A reunião realizada nesta segunda (15), que discutiu as medidas para atender a categoria, durou cerca de quatro horas e seis ministros discutiram soluções para a demanda dos caminhoneiros. Participaram Onyx Lorenzoni (Casa Civil), Tarcísio de Freitas (Infraestrutura), Paulo Guedes (Economia), Bento Albuquerque (Minas e Energia), Santos Cruz (Governo) e Floriano Peixoto (Secretaria Geral).

Segundo relatos, a ideia com o anúncio é transmitir a mensagem de que o governo tem o empenho de atender os caminhoneiros em pautas que vão muito além da questão do diesel.

Nos bastidores, auxiliares do presidente veem como inevitável a flutuação do preço do combustível de acordo com a variação do valor do petróleo e câmbio, como é feito hoje. Por isso, será necessário vencer esse descontentamento de outras formas.

A interferência feita pelo presidente Jair Bolsonaro na Petrobras na última semana gerou críticas e impôs à petroleira uma perda de R$ 32 bilhões em seu valor de mercado.

Com os anúncios, a intenção da Presidência é afastar a imagem do governo de intervencionista, mas sem que isso gere descontentamentos entre os caminhoneiros.

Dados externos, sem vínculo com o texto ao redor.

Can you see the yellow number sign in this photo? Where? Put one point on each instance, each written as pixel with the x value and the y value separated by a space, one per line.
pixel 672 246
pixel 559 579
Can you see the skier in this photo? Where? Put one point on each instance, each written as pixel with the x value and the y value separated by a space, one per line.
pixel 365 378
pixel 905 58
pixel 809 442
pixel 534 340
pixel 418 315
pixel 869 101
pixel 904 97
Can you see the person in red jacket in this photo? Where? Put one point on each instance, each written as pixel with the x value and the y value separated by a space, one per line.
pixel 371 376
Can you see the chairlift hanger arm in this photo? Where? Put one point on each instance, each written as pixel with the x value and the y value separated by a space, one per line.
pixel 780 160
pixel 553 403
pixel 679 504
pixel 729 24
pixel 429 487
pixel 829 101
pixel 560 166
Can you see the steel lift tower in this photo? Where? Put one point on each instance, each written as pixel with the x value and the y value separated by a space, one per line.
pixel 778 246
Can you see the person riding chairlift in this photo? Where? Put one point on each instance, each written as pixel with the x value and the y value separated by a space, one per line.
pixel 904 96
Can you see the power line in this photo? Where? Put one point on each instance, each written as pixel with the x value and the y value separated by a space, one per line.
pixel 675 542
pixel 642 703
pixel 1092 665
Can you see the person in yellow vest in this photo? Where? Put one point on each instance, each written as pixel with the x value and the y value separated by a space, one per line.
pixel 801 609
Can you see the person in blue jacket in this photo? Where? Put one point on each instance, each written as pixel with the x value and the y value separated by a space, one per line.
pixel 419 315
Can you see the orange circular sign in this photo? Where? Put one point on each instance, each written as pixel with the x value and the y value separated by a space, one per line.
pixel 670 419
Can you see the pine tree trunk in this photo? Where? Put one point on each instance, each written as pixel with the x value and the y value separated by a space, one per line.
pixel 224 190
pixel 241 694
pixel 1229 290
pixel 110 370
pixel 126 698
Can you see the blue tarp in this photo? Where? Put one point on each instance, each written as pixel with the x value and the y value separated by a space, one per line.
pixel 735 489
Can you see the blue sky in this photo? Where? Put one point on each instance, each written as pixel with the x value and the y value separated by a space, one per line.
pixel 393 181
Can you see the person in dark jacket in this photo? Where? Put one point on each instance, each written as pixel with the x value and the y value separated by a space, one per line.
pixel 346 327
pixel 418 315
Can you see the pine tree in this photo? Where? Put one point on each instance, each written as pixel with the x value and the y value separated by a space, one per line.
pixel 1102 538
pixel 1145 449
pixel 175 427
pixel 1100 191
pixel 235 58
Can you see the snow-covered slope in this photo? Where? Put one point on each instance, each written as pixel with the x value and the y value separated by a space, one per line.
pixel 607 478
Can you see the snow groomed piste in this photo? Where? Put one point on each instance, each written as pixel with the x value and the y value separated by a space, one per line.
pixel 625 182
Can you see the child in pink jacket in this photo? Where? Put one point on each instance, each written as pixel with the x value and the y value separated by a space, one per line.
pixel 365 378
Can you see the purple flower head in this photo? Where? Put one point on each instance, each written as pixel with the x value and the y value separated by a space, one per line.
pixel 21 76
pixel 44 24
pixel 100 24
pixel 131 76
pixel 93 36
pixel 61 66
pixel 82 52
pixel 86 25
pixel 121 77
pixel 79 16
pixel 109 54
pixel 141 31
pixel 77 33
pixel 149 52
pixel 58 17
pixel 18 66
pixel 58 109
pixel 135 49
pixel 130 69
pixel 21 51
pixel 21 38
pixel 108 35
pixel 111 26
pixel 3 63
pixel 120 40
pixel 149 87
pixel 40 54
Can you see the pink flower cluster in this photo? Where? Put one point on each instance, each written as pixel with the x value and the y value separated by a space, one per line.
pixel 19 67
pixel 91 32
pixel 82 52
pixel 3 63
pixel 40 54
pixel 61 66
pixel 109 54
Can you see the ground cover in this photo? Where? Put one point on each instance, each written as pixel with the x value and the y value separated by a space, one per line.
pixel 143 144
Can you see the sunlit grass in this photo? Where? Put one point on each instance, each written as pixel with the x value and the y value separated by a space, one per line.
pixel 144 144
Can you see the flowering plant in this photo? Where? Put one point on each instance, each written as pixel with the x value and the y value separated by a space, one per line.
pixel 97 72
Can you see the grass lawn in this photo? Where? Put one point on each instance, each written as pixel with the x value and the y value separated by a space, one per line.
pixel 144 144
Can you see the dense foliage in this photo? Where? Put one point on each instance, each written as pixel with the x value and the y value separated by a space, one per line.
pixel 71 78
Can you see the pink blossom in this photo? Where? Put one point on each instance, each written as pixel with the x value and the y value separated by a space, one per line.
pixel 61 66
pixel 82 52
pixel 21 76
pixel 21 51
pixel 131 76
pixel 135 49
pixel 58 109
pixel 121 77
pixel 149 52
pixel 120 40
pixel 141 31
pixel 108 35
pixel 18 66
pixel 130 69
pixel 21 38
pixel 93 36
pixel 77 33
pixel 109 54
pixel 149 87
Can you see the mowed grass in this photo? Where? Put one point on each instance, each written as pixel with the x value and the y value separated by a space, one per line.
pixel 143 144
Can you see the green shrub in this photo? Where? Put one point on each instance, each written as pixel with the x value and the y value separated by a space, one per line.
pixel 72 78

Após a reunião, o presidente da Petrobras, Roberto Castello Branco, afirmou que a estatal é livre para fixar preços dos combustíveis. Auxilares de Bolsonaro afirmam que o presidente não fará nova investida na política de preços, mas o próprio presidente pediu que técnicos lhe explicassem como funciona a formação dos preços de combustíveis. Uma reunião está marcada para a tarde desta terça-feira.

Castello Branco não disse quando a empresa deverá aplicar o reajuste do diesel congelado na semana passada.

“Vamos decidir quando vai ser reajustado ou não. É uma decisão empresarial, diferente da decisão do governo, de políticas públicas”, afirmou. “O que significa que a Petrobras é livre [para fixar o preço do diesel”.

“Uma coisa é o governo, outra é a Petrobras”, afirmou.

Bolsonaro admitiu que telefonou ao presidente da estatal, na noite de quinta, pedindo para cancelar o reajuste de 5,7% no combustível.

Castello Branco, no entanto, afirmou que o presidente não ordenou o congelamento.

“A decisão foi tomada pela diretoria da Petrobras”, disse. “Ninguém ordenou que a Petrobras não reajustasse”.

Um novo encontro para discutir a questão dos combustíveis está prevista para o fim da tarde desta terça e contará com a participação de Bolsonaro, Castello Branco, integrantes do Ministério de Minas e Energia e da ANP (Agência Nacional de Petróleo).

Na manhã desta terça-feira, o ministro da Casa Civil afirmou que a Petrobras tem “autonomia e liberdade” para definir a política de preço de combustíveis. “Vai haver uma reunião agora à tarde que vai discutir esse tema. O governo sempre disse que a Petrobras tem autonomia e liberdade para exercitar o que é necessário do ponto de vista de político de combustível”, declarou Lorenzoni.